By C. W. Woodson
The effectiveness of the usual small bench lathe may be increased greatly if you will take the trouble to build this neat collet chuck. With it, screw parts, locomotive axles, boat shafting and the like may be built on a production basis, The function of a collet chuck is simple : for turning wire parts, a hollow spindle is provided to hold a length of material, and the chuck vise itself is built into the hollow spindle. The full assembly of the parts required are shown in Fig 1
A 7/8" by 4" hand wheel is sweated on a drive fit to the hollow shaft, threaded
at the live end is the chuck itself, as shown in Fig. 2.

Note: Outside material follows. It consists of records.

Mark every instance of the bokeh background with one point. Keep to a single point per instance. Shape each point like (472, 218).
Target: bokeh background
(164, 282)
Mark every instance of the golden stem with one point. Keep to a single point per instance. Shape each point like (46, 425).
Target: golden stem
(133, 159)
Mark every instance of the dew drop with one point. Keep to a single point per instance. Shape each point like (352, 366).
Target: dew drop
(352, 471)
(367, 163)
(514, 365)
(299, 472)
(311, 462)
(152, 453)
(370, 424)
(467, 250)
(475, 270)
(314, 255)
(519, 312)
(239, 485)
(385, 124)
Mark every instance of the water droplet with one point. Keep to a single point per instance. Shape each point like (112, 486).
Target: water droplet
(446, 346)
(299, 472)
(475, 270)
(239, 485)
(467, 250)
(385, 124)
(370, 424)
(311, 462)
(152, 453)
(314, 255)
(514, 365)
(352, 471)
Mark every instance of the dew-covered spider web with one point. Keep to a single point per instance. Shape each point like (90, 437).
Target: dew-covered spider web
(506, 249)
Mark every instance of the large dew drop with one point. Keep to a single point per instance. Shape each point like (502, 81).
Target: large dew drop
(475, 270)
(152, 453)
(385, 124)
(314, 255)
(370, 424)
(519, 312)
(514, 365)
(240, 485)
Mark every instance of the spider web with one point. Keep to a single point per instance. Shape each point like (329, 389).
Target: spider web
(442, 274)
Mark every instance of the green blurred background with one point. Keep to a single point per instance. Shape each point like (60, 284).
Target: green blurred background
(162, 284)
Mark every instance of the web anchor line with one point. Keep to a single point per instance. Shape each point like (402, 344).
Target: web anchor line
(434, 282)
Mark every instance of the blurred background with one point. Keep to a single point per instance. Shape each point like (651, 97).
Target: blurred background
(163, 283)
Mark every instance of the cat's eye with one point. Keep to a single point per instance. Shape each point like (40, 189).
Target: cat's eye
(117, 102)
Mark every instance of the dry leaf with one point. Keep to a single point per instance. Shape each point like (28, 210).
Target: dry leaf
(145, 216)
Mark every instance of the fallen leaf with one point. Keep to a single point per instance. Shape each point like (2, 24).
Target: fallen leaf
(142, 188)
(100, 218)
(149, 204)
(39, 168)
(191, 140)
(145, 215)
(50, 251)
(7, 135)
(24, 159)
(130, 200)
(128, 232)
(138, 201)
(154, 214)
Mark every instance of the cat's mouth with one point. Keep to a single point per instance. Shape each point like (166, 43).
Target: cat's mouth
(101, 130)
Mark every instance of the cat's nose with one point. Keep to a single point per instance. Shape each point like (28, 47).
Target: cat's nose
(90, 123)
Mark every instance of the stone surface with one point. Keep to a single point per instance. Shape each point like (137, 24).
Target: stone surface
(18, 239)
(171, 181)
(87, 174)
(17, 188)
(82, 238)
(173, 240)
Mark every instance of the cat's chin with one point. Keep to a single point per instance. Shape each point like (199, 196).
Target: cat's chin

This view shows the chuck installed. This chuck is threaded 26 threads per
inch, 645" root diameter for a length of 5 / 8 " see Fig. 5
A cup is turned out of steel, fig. 4, which in turn is designed to taper seat
into the live spindle see Fig. 2.
The dimensions of the chucking collet are shown in Fig. 3.
The wheel on the out end of the spindle is used to hold the spindle while
the chuck is drawn up. The collet itself may either be purchased or may be made
as shown in Fig. 6 by sawing a piece of steel 1 1/2, from either
end at 90 degrees, each cut from the other.
The taper at the head is then cut in. The hole of proper size for the work
to be handled is, of course, drilled first, before sawing. The head of the collet
is rounded as shown.
The steel should be tool steel or some steel that can be hardened, yet it must not be cased so hard it becomes brittle, for considerable flexibility is desired.
A job like this is admittedly one for the more advanced amateur, but as a tool building project, it will interest many.
(From: "Model Craftsman, the Magazine of Mechanical Hobbies", September 1937, pp. 37.)